Step 3 — Choose Your Architecture Before Choosing Your Tools
What layers does your application need? A frontend, a backend, an automation layer, and potentially an integration layer. For most startups and SMEs, this maps cleanly to: Bubble or Webstudio.is for the frontend, Supabase as the backend database, and n8n for automation and integrations. Making architecture decisions by starting with tools produces systems where tools constrain the architecture rather than serve it.

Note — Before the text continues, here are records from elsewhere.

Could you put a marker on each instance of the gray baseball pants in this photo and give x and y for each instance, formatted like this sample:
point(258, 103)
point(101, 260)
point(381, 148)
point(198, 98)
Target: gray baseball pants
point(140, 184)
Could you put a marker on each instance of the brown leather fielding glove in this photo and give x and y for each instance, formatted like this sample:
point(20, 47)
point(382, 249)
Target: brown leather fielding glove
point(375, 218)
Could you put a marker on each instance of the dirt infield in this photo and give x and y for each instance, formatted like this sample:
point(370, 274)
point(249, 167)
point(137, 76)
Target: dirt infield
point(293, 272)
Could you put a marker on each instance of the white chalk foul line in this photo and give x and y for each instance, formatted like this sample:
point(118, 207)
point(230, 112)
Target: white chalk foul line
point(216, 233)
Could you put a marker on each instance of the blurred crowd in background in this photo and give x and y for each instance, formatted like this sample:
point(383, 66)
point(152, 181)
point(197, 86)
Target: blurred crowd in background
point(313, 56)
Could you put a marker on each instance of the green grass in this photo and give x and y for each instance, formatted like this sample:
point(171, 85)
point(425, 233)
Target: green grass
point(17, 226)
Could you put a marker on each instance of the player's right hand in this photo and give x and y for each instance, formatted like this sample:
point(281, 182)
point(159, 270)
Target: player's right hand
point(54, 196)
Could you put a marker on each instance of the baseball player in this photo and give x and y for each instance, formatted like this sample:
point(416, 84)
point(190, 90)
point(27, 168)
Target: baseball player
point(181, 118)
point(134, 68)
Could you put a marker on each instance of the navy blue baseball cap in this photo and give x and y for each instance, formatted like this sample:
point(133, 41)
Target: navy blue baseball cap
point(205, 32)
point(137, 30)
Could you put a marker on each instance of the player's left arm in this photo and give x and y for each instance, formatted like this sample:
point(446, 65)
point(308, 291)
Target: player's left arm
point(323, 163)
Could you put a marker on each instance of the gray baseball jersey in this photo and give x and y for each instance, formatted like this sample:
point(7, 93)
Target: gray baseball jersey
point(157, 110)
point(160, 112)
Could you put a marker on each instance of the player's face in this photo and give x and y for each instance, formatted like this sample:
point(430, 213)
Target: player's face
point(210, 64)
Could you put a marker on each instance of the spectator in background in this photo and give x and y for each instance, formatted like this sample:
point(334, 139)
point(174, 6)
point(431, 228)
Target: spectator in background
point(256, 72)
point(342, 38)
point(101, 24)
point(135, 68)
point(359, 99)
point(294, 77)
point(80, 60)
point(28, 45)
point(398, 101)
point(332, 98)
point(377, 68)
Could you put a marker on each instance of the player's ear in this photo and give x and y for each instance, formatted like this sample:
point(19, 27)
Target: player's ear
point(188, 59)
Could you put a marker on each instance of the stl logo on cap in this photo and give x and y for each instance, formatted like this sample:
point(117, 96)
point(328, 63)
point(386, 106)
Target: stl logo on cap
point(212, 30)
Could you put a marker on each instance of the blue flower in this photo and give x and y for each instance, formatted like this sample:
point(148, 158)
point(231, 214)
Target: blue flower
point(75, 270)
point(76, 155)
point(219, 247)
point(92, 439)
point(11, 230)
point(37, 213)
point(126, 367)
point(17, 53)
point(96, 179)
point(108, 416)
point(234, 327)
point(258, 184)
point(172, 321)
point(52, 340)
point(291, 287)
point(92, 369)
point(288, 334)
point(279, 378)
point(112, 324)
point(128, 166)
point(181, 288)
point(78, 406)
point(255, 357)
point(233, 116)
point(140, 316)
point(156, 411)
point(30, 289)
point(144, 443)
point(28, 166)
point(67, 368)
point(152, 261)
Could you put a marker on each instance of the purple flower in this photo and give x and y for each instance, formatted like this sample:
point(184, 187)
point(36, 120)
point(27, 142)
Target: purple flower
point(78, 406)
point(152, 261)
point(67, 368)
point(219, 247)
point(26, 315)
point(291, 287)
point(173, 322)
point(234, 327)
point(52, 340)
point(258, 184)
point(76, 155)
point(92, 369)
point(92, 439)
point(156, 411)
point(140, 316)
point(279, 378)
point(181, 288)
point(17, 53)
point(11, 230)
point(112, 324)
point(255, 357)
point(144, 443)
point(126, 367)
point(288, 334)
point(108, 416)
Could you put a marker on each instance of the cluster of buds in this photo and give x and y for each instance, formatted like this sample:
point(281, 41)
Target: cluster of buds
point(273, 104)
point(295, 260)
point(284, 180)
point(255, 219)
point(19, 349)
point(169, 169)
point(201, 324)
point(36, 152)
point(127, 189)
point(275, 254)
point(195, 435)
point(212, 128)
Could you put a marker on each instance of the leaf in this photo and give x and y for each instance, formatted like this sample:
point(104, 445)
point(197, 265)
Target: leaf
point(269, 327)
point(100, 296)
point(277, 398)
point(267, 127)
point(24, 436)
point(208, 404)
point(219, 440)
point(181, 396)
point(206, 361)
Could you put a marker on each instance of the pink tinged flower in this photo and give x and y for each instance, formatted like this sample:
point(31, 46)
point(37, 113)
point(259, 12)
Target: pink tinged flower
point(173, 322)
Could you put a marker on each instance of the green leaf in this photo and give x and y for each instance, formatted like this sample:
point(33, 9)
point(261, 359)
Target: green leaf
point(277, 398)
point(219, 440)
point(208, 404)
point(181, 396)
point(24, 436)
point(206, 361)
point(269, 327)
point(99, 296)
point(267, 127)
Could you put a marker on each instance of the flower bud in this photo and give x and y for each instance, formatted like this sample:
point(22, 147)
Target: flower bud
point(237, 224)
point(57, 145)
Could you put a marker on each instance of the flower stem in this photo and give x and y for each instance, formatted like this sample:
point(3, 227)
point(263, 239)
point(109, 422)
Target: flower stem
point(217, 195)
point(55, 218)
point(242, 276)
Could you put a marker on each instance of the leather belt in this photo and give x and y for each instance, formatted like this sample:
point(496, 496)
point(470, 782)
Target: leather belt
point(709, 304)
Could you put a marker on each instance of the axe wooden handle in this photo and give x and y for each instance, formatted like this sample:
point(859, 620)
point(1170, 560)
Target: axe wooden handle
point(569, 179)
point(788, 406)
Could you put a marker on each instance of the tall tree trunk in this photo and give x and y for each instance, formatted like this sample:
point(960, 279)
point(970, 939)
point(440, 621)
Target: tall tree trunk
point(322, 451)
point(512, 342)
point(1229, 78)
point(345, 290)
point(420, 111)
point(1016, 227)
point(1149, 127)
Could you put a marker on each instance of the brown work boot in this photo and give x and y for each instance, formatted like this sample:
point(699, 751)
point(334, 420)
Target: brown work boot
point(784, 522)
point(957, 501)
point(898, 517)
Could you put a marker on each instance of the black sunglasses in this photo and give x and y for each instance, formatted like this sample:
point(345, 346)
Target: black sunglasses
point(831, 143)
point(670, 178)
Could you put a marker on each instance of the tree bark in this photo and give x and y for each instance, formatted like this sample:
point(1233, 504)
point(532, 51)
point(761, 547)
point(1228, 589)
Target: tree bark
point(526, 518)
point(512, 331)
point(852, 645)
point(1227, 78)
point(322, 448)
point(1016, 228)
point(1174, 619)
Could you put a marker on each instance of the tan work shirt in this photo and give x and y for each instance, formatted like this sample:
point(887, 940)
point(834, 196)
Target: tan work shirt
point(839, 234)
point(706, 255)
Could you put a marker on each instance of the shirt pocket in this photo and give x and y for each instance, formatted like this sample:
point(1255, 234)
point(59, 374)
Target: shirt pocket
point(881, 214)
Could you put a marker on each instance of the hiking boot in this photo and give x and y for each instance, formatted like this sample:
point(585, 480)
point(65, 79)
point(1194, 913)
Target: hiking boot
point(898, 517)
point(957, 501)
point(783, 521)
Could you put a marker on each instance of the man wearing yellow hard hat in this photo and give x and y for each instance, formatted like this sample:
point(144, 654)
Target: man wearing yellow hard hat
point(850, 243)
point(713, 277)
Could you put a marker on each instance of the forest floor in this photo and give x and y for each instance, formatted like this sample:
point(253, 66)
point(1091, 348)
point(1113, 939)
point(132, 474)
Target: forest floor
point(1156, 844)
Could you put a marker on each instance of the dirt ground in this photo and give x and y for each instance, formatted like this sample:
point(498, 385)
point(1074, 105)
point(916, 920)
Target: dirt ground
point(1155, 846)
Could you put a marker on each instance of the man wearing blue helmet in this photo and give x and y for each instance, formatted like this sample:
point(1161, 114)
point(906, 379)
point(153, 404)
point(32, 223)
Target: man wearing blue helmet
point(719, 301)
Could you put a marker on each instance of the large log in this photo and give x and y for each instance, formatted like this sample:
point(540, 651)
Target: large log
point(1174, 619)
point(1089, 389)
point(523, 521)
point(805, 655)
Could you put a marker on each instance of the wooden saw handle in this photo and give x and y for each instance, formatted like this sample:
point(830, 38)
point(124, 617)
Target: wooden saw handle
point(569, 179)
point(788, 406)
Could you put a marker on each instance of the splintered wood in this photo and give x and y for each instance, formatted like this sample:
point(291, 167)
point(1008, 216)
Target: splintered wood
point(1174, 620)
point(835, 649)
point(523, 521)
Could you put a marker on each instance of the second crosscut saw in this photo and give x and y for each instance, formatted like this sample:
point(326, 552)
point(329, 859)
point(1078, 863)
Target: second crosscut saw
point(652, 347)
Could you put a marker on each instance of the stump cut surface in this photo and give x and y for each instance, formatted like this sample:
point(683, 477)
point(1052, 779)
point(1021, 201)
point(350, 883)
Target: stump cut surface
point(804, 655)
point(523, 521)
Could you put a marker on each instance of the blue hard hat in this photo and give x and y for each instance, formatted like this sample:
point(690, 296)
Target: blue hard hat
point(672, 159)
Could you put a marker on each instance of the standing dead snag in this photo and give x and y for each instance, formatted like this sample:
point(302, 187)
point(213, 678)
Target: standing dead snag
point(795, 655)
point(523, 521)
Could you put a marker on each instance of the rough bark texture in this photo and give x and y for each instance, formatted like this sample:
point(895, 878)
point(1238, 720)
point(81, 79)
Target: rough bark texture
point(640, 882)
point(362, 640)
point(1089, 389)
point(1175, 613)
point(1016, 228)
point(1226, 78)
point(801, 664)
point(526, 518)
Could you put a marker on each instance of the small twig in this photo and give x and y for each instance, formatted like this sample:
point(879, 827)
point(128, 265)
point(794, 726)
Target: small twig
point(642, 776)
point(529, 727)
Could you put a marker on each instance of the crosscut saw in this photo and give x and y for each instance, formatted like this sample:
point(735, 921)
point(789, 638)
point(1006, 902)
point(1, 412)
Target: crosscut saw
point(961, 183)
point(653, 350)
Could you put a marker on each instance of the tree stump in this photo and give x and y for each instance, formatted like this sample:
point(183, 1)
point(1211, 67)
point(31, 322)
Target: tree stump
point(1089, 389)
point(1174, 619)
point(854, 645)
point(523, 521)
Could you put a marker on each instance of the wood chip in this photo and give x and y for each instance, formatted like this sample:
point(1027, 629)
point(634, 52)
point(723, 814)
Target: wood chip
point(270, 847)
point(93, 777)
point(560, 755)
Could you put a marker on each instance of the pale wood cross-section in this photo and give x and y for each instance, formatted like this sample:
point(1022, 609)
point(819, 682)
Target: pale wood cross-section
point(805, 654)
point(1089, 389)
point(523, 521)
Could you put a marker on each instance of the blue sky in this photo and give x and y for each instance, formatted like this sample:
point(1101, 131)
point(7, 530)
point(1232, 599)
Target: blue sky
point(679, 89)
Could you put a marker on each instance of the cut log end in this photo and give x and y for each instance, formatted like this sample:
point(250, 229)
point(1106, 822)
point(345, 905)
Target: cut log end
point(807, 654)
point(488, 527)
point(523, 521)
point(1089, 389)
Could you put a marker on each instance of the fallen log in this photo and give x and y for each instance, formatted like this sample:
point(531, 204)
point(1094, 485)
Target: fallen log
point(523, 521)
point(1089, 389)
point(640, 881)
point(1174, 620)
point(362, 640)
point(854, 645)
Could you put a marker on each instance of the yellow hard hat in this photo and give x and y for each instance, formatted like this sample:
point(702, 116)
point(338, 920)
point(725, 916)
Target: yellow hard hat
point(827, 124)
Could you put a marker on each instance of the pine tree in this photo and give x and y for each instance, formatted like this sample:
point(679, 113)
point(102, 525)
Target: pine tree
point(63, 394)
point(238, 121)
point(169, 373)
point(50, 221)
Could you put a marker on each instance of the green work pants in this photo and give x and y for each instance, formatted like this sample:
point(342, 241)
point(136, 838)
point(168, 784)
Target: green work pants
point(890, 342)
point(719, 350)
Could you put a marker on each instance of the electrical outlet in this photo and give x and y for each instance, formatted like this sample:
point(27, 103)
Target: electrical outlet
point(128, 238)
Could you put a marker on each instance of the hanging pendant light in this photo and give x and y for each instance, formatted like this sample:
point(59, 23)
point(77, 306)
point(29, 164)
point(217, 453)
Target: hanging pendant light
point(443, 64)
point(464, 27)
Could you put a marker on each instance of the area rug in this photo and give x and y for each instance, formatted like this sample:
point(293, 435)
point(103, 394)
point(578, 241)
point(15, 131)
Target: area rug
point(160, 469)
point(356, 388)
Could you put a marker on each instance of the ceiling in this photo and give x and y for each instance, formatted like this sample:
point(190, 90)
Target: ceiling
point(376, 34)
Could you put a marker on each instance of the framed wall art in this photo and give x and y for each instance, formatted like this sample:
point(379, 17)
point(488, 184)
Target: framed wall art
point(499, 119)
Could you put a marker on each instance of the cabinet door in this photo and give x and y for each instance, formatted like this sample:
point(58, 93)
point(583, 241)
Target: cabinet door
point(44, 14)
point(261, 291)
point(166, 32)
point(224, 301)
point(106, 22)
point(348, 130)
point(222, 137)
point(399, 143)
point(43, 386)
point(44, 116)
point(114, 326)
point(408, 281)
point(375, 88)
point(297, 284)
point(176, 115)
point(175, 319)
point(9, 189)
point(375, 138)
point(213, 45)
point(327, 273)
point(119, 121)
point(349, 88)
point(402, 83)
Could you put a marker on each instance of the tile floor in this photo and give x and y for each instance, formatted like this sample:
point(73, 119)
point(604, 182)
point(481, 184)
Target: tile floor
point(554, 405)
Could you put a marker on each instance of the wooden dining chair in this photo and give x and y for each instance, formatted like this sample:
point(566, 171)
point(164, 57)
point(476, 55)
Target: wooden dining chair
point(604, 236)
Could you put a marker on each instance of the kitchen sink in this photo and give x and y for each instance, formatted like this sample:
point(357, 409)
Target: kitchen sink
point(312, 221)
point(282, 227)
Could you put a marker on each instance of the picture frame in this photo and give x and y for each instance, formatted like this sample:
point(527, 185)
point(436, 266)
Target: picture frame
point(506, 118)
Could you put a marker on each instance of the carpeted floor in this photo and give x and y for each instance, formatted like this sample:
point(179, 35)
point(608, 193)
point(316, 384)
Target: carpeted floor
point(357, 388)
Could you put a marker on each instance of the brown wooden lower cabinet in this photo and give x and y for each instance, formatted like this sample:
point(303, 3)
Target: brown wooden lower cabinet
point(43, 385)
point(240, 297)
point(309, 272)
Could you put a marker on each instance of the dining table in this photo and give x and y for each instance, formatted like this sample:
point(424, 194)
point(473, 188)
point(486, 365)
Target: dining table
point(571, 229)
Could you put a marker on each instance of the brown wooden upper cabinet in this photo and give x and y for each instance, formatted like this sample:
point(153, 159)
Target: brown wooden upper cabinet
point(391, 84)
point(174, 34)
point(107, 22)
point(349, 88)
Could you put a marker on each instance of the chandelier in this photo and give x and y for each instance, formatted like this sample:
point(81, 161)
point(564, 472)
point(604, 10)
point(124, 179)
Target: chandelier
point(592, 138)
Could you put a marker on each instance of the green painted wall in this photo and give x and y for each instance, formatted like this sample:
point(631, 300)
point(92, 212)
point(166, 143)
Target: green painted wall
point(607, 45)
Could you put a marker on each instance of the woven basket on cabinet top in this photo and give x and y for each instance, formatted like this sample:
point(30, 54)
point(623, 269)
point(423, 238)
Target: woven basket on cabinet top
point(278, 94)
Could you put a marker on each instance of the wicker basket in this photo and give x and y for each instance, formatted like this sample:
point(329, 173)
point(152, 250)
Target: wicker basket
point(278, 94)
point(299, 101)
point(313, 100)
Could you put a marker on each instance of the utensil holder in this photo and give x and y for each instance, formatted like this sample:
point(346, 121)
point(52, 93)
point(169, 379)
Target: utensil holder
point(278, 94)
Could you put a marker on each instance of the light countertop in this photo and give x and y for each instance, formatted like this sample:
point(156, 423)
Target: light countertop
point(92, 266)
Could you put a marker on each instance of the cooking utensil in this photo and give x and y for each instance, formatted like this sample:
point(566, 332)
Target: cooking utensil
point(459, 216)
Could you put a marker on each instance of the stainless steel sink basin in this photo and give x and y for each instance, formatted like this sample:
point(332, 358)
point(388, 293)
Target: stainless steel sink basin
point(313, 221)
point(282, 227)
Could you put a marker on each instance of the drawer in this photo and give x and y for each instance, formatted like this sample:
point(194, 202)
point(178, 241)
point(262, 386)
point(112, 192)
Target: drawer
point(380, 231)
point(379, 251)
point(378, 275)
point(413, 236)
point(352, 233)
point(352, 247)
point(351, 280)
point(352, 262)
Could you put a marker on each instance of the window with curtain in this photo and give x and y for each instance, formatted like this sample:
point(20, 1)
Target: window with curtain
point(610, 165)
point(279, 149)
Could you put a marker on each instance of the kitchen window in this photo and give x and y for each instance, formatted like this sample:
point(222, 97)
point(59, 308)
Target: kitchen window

Step 4 — Decide What You're Building vs What You're Buying
Authentication, payments, email delivery, document storage, analytics — these are solved problems. Build only what creates competitive differentiation. In a no-code stack, this is largely handled: Supabase handles authentication and file storage, Stripe handles payments, Postmark handles transactional email, n8n handles integrations. The application focuses entirely on what's unique to your product.
Step 5 — Build a Realistic Scope for Version One
Version one should answer one question: does this product solve the problem well enough that real users choose it over their current alternative? For every proposed feature, ask: would the absence of this prevent version one from being tested with real users? If no, it goes on the backlog.
The Planning Document Nobody Writes But Everyone Needs
Before any development begins, every web application project should have a single document covering: the problem in one paragraph, the primary user journey mapped step by step, the architecture and tools, the build vs buy decisions, and the version one scope. Projects that have this document finish on budget more often than projects that don't.